AI is booming. The GPUs are also getting more and more advanced. The demand for the protection ICs is also going up to keep these servers protected with low downtime. Hello and welcome to the Podcast for engineers. It's the podcast. You just have to listen to. If you're interested in what's going on in the semiconductor market. I'm your host, Peter Balint and today we are joined by Nitish Agarwal. He and his team are defining and developing new products for AI servers.
In the power IC group here at Infineon. Welcome and thanks for joining us today. Thank you, Peter, for having me. Powering AI is not simply about providing power to a rack of servers within an AI data center. There's also other things to be considered, such as swapping out a tray within a rack. This presents a whole new set of challenges, and this is where protection ICs come into play. And this is what you and your team are focused on.
So tell us a little bit about these protections ICs in the AI domain. Okay. So let's break that question down. What is powering the AI. So AI is basically powered through a GPU. So GPUs are graphical processing unit which is doing all these computations for the AI which has highly complex mathematical algorithms that's running. And these server GPUs, they work in parallel to solve a particular query. Now these GPUs, they work on a voltage of 0.8 to 1 volt.
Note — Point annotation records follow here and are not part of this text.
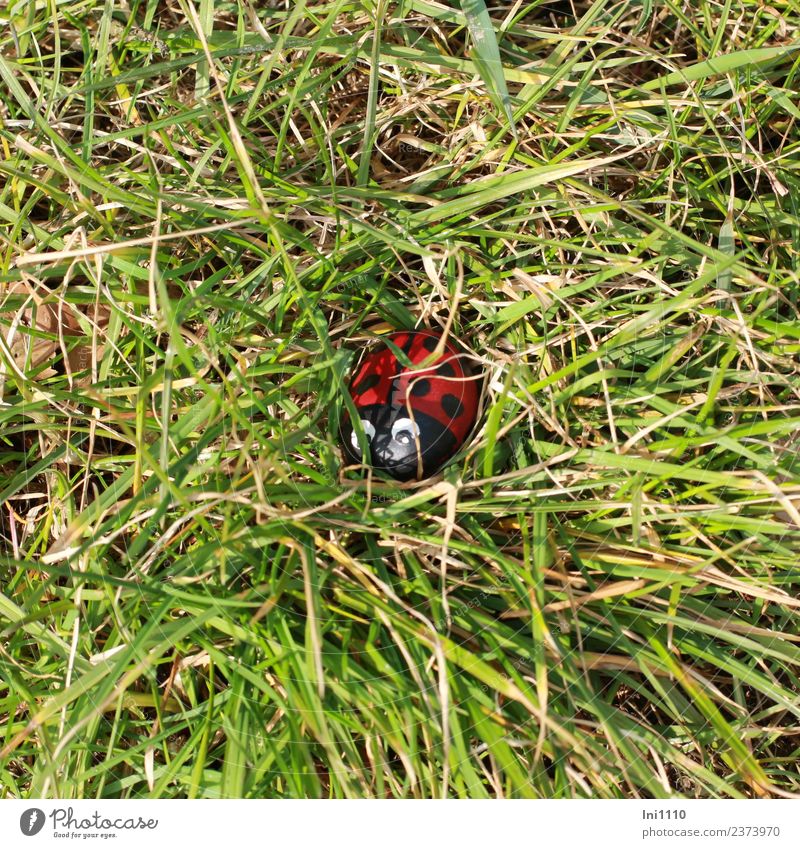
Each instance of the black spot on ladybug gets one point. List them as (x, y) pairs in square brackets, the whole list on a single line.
[(369, 382), (430, 343), (421, 388), (452, 406)]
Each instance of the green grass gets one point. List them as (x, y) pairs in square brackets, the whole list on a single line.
[(203, 218)]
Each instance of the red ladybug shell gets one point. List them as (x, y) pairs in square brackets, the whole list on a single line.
[(414, 419)]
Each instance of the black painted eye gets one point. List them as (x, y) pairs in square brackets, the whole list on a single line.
[(404, 431), (369, 432)]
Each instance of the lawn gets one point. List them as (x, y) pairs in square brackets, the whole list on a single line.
[(208, 210)]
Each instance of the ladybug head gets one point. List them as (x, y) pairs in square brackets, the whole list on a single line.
[(397, 442)]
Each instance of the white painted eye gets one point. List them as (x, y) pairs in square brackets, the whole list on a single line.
[(369, 432), (404, 431)]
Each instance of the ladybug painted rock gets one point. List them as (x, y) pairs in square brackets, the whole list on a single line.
[(414, 419)]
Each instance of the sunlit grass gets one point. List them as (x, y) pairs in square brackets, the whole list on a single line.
[(598, 597)]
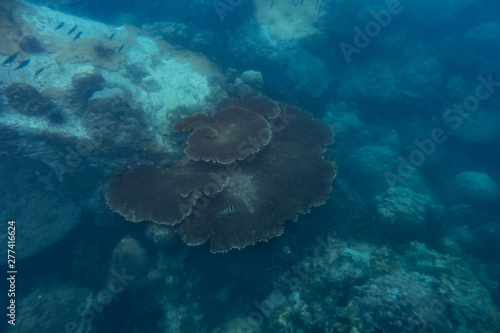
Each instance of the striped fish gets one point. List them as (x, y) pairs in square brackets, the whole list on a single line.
[(229, 210)]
Now, it's not feasible to supply point 8 to 1 volt. So the traditional architecture was to have a 12 volt architecture where 12 volt was converted to 0.8 and the backplane was 12 V. Now, as we know, there is a boom in AI, the, machine learning models, they are getting more and more power hungry. And when the GPUs they are getting more and more power dense, the system, the industry moved towards a 48 volt architecture. Now, as I stated, we have so many of these connected in parallel.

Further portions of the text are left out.